Manila is an independently produced twinbill film that pays homage to Lino Brocka's Jaguar and Ishmael Bernal's Manila By Night. Piolo Pascual co-produced and starred in both episodes.

==Cast==
- Piolo Pascual as William / Phillip
- Rosanna Roces as Juliana
- Jay Manalo as Tristan
- Alessandra de Rossi as Aleria
- Anita Linda as Seniora Aleria
- William Martinez as Dr. Soriano
- Angelica Panganiban as Sydney
- Baron Geisler as Jorge
- Menggie Cobarrubias as Hector
- Marissa Delgado as Rodelya
- Cherrie Madrigal as Nora
- Jiro Manio as Nino
- Aleck Bovick as Limelyn
- John Lapus as Julie
- Katherine Luna as Bernadette

== Production ==
Shot on 16mm black-and-white film before being transferred to 35mm, Manila is divided into a Day episode (which is loosely based on Bernal's 1980 film Manila by Night) and a Night episode (inspired by Brocka's 1979 film Jaguar). The script is co-written by Adolf Alix, Jr. and Ramon Sarmiento and co-directed by Raya Martin and Adolfo Alix, Jr.

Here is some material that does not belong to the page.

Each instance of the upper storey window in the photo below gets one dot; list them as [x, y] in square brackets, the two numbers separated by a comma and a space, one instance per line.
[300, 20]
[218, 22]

For the Day segment, Piolo Pascual portrays William, a drug addict who tries to rebuild his sense of self and reconnect with the people around him. Piolo's character is named William in honor of William Martinez who played the lead role in Manila By Night. The Day segment also stars Angelica Panganiban and Rosanna Roces.

For the Night segment, Piolo portrays Philip, a bodyguard for a mayor's son who mistakenly believes that his boss considers him as part of the family. Piolo's character is named Philip in honor of Phillip Salvador who played the lead role in Jaguar. The Night segment also stars Alessandra de Rossi, Jay Manalo, Jiro Manio, and Anita Linda.

== Release ==
Manila had its world premiere (as one of the six films to have a special screening) in the 62nd Cannes Film Festival (May 12 to May 24, 2010). This film was also exhibited at the Films Around The World section of the 31st Moscow International Film Festival to be held from June 20 to June 24, 2010. It also competed in the 25th Warsaw International Film Festival for the Free Spirit Award (October 8 and 9, 2009)

Manila had its Philippine premiere on July 17, 2010, at the Cultural Center of the Philippines as the opening film of the 5th Cinemalaya Film Festival. Regular screenings started on July 22, 2009, in selected theaters nationwide. This film was also screened in Vladivostok, Oldenburg and Bangkok.